Along with the globalization of looks and performing styles, performers are being expected to spend more and more. Even at the local levels, audiences are coming to shows expecting them to look exactly like what they see on television. This is simply unfeasible for most local performers, causing them to be looked over in favor of those performers who are fiscally able to predicate the American drag look. Looking at just US Drag Race and All Stars seasons, the contestants are being expected to fork out small fortunes simply for the chance to compete on a world stage. In an article for Out.com published on June 1, 2023, it is noted that queens spent anywhere from $600 for their outfits on season 7 to over $100,000 for their outfits on season 15. 

Because of this expectation, fans are requiring similar levels of perfection and funding from global franchises where outfits are not generally the focus of the local drag community. Or, even if they are, drag queens globally are not able to get funding to that extent. When contestants appear on Drag Race with anything less than this standard set by fans, they are laughed off of the show, never to receive international acclaim. This treatment ensures that they are unable to showcase what drag really looks like in their home countries due to the expectations placed upon them by American audiences. 

Due to over-involved fans and production that focuses on storyline and drama, Drag Race has decidedly played into structures not only of gender conformity, but also ideals of colonialism and Westernization. In an article published in 2019, Nishant Upadhyay wrote: 

“Black and brown contestants must remain ‘real’ to their racial and ethnic identity on and off stage; whereas, for white, white-passing Latinx, and Asian contestants, this is not a requirement. Expecting Black and brown drag queens to perform race stereotypically, not only enforces and fixes race on those who are the most oppressed by white supremacy, but also deracializes white and other drag queens of colour, allowing them to be ‘post-racial.’ Post-raceness allows for appropriation and invisibilization of racial and colonial complicities.” 

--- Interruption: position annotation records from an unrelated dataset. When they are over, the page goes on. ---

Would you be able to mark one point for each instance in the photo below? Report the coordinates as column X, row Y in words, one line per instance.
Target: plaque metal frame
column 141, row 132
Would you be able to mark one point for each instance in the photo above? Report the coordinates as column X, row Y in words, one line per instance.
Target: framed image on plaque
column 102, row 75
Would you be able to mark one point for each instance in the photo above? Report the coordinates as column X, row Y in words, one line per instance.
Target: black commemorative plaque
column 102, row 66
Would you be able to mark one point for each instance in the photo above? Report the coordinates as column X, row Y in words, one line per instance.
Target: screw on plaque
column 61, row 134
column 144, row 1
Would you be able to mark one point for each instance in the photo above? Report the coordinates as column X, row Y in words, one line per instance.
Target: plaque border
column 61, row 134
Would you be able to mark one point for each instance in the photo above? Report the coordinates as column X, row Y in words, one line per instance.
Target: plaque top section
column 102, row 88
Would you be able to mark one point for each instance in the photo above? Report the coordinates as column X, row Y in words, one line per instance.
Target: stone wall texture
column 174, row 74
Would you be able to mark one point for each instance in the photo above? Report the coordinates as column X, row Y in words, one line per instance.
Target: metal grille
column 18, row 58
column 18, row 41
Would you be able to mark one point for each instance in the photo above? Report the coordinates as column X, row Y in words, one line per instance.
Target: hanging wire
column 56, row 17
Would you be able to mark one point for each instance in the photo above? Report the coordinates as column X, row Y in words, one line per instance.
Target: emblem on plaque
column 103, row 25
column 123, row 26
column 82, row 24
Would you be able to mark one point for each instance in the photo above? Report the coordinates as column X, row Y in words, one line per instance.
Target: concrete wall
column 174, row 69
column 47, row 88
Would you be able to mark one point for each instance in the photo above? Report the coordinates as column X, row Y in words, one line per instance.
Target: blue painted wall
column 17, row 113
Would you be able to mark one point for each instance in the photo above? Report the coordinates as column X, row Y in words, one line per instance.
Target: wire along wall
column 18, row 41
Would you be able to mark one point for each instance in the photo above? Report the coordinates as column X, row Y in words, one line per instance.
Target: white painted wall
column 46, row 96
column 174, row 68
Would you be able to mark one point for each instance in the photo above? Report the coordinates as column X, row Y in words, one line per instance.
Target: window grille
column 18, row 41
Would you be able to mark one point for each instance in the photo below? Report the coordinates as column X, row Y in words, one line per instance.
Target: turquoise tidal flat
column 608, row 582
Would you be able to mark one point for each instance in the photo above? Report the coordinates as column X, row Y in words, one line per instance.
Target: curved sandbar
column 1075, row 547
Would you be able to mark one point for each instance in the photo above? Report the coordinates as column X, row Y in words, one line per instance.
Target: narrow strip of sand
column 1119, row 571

This holds true across all Drag Race franchises as we see queens from countries like Thailand, Mexico, Italy, and Spain trying to appease American audiences in order to further their careers, whether or not they are able to stay true to their roots or showcase their home countries. With colonization driven by social media and the West’s ability to inject their ideas into the rest of the world via digital means, RuPaul’s Drag Race proves to be an accurate barometer for this shift. 

So, perhaps it isn’t the show or the fandom that is carving its way through cultures, pushing niche cultures and underground communities to the side, but rather the plight of social media and its users who have naturalized themselves into Western culture, reinforcing hegemonic structures onto a community which formerly stood in opposition to typical societal structures. 

Today, Drag Race soldiers on, allowing for this enforcement and playing into the structure as RuPaul attempts to gain more and more viewers and the producers try to market the show to heterosexual viewers and the world at large. When it comes to Drag Race, it’s RuPaul’s world and the queens are merely living in it. They must do what it takes, even if what it takes is losing themselves.